Il giochino di proiettare sugli altri virtù che abitualmente non frequentiamo, nella pretesa che altri le incarnino in maniera integerrima, è esattamente espressione di quella mancanza di fede che la prima parte del brano ci mette davanti. Se avessimo fede quanto un granello di senape, avremmo probabilmente una considerazione migliore del genere umano, a partire da una considerazione più onesta di noi stessi e della nostra situazione.
La fede di cui ci parla Gesù non è una fiducia generica nella bontà degli uomini, è la fiducia piena nella bontà di Dio che, decidendo di abitare questa nostra storia, ha scelto di rinnovare anche per noi, oggi, la possibilità di realizzare cose grandi e straordinarie: paradossalmente, la prima di queste cose straordinarie, vero e proprio dono da accogliere, è il fatto di riconoscersi strumento nelle sue mani. Non ci viene chiesto di alimentare la nostra vita con la pratica di un’umiltà posticcia e forzata.
Siamo invitati a riconoscere che la nostra dignità è data dal fatto di prendere parte alla vita di Dio, a come lui la progetta e l’organizza, a come lui la vorrebbe per noi nel fluire continuo delle giornate e degli avvenimenti. Il nostro riconoscerci servi inutili è parte essenziale di un cammino di piena e sana consapevolezza rispetto alla vita.
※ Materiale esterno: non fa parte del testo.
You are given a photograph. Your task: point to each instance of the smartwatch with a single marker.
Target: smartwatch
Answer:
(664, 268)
Nell’accogliere il nostro essere servi inutili diventiamo più umani e quindi davvero più capaci di cose straordinarie secondo la prospettiva del Vangelo.
Accogliendo con gratitudine la verità sulla nostra condizione non veniamo mortificati, ma resi capaci di realizzare forme nuove e profonde di relazioni vere e autentiche.
Proviamo a pensare a cosa sarebbero le nostre famiglie se tutti vivessimo come servi inutili gli uni a disposizione degli altri; proviamo a immaginare cosa sarebbero i nostri luoghi di lavoro, cosa potrebbero diventare le nostre comunità, i nostri paesi e le nostre città se tutti crescessimo nella consapevolezza di essere ugualmente indispensabili, ma allo stesso tempo inutili.
Forse è proprio questo il miracolo del gelso, che potremmo realizzare se avessimo il coraggio dei discepoli di chiedere per noi un po’ più di fede: ne basterebbe quanto un granello di senape.
Allora diventeremmo credibili nel chiedere agli altri quello che abbiamo scoperto essere fondamentale per noi e per le nostre vite. Allora con l’umiltà di un granello di senape, potremmo chiedere con forza, ma senza atteggiamenti di astio o finta indignazione, perfino un po’ più di coerenza ai nostri politici.
Potremmo aspirare addirittura a vedere riconosciuta la centralità del servizio nel dibattito pubblico, antidoto vero ad una possibile stagione di contrapposizioni e drammatiche lacerazioni sociali.
Potremmo perfino sperimentare per noi, per la nostra interiorità, quella pace vera che viene dal riconoscere che siamo chiamati a fare la nostra parte, ma che da questo non dipende la salvezza del mondo e neppure la nostra salvezza: del resto un servo inutile ha la consapevolezza di vedere riconosciuta, prima o poi, quella gratuità che lo rende una persona sempre più libera e capace di prendere parte alla realizzazione di un mondo più giusto.
Se molti dei nostri giovani avessero l’opportunità di incontrare sulle strade della vita servi inutili mossi dalla fede, quanta ce ne può stare in un granello di senape, probabilmente andrebbero a votare in massa alle prossime elezioni: anche questo sarebbe un miracolo non da poco!